0

in our company we pull in inventory files from third parties. These files are in a fixed format, containing the 13-digit EAN (think UPC code) as well as other data. I also have a master list of EANs in our database.

I would like to compare the master file with the new file and remove all lines from the new file, which contain an EAN, which is not in the master.

Example: Master
1234567890123
4567890123456

New file 1234567890123 4567890123456
5678901234567 <- remove this one

The new file contains data other than the EAN. The EAN is in the first column. The data is tab-separated.

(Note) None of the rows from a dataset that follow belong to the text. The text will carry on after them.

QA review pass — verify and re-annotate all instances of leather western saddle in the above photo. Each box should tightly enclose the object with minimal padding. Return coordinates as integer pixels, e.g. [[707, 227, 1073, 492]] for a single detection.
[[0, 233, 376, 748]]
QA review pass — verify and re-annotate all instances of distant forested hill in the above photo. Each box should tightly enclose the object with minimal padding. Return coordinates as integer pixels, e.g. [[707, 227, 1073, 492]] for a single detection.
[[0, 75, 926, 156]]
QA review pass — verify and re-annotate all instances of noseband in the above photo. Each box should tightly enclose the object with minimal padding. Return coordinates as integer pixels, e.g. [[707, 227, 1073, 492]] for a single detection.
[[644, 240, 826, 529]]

I am currently doing this in PHP. The problem is both files have about 4 mn. rows each and my script is consuming a ton of memory. I currently load the whole master list into RAM and do isset()s.

Are there any smart linux tricks/programs which could help me?

jotango
  • 475
  • 1
  • 5
  • 10
  • What are the formats of these files -- Are they *just* lists of EANs, or is there other data (e.g. `EAN xxx yyy \n EAN zzz aaa`)? -- This afects the solution :) – voretaq7 Feb 08 '10 at 21:05
  • @voretaq7: "as well as other data" – Dennis Williamson Feb 08 '10 at 21:22
  • @Dennis Williamson: So... what's the format? :) (is the EAN the first column, the last, somewhere in the middle? Tab/Space/comma/pipe/whitespace/null delimited, etc? :) -- I'll take a stab at an answer but it will probably need modifying – voretaq7 Feb 08 '10 at 21:25

2 Answers2

1

Rephrasing the question in a more grep-friendly way, you want to print all lines which match an EAN from some master list of EANs.

Assuming that something resembling an EAN won't show up anywhere except in the EAN column, try:

  • Extract all the EANs from master
  • Squish that list of EANs into a regex
  • Feed the regex to egrep

Assuming the EAN is the first column of master (and that master contains other columns)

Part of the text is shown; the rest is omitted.